# Selling Rebuilt Carbs



## hrnts69 (Apr 12, 2007)

Ive got some carbs laying around, and iam wondering how much i can get out of em? I got 2 brand new in the box and some that i can rebuild. They are all for B&S engines, and they are float style. How successful would i be buying used carbs, rebuilding/tweaking them, and they selling them on various forums?
Ive got experince rebuilding em, i just want to take it to the next level. I love working with them, they are my favorite devices on a lawnmower. I just wanna know if this will be profitable?

Thanks
Blake


----------



## 30yearTech (Sep 14, 2006)

I guess it would all depend upon how much you can get the used carburetors for and what a comparable new carburetor costs. 

Usually new carburetor are not that bad price wise to replace. The main reason most carburetors are rebuilt is that the same rebuild kit will work in many different variations of carburetors, so stocking a kit makes more sense then investing mega dollars in a bunch of different carburetors, some of which may take a long time to sell. 

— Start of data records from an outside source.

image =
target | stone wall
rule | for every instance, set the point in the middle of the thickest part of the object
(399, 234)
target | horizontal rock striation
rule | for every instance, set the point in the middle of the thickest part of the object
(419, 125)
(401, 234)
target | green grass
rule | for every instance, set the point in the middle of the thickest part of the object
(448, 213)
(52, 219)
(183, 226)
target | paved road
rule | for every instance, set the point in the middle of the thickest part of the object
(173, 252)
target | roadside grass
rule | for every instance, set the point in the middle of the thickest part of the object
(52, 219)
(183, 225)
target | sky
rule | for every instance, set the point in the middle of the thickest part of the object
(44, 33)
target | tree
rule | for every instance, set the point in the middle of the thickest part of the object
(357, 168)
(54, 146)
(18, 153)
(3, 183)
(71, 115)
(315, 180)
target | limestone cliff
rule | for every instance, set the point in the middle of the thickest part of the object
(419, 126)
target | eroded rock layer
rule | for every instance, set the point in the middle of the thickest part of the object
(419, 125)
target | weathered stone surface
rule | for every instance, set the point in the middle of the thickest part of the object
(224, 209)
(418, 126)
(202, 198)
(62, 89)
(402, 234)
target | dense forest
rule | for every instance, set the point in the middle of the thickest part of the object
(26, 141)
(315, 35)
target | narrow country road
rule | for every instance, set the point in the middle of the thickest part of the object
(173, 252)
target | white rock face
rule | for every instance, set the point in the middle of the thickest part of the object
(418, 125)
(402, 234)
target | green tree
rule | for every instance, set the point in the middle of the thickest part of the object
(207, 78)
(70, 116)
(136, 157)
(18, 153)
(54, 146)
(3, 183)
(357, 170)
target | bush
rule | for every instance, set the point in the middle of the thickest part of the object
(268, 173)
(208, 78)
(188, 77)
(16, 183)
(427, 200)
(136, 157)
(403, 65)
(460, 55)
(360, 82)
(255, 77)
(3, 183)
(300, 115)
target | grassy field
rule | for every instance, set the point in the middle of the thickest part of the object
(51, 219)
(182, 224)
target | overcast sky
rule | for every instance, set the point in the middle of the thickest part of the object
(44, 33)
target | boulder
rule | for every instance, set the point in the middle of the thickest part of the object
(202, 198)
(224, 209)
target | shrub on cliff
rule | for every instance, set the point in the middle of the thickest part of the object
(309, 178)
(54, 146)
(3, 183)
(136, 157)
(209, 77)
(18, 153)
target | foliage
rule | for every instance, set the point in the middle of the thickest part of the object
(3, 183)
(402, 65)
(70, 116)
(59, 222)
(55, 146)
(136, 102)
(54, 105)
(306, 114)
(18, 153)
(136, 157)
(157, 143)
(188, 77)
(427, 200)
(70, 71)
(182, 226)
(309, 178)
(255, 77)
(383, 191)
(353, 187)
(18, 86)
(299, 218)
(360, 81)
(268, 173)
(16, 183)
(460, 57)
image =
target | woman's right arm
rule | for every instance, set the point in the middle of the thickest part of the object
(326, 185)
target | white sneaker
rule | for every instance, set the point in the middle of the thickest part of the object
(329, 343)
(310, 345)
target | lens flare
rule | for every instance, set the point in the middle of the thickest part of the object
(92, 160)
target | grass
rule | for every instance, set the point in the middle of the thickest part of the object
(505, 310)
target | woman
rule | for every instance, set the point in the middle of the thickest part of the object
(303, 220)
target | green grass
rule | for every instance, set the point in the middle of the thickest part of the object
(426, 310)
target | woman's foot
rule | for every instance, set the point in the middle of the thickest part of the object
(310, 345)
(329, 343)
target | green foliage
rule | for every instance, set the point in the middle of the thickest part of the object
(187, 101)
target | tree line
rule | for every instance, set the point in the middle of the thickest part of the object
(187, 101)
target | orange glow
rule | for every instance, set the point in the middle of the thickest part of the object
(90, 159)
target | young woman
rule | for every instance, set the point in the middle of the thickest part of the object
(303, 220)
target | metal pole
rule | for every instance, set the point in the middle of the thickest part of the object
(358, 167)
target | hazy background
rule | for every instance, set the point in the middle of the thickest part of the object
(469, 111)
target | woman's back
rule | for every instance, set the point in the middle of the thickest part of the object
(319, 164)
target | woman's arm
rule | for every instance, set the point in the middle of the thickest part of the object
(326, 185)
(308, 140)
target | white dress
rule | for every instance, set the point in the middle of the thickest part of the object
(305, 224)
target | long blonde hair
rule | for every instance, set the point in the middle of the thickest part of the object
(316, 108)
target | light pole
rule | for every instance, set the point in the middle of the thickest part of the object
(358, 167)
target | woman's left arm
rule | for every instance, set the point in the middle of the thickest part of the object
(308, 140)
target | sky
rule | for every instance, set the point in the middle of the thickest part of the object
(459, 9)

Most shops charge $30.00 and up labor + parts to rebuild a carburetor and many carburetors can be purchased for around $50.00 new.


----------



## hrnts69 (Apr 12, 2007)

Ok, ive got 2 brand new ones, and a couple of ones in the shop now. I can get float style carbs for free since iam taking the engines from my Small Engine Class. (Nobody wants to keep em). So, iam pretty sure this is profitable! Also, how much you think i can get out of a stock 5hp cam, ARC Billet Rod with a Raptor 3 piston?


----------



## 30yearTech (Sep 14, 2006)

I don't know, look up part numbers for the items you have and check prices online. Then price accordingly. There are several online outlets for parts that will give pricing. Sears, Jacks small engines, parts tree etc...


----------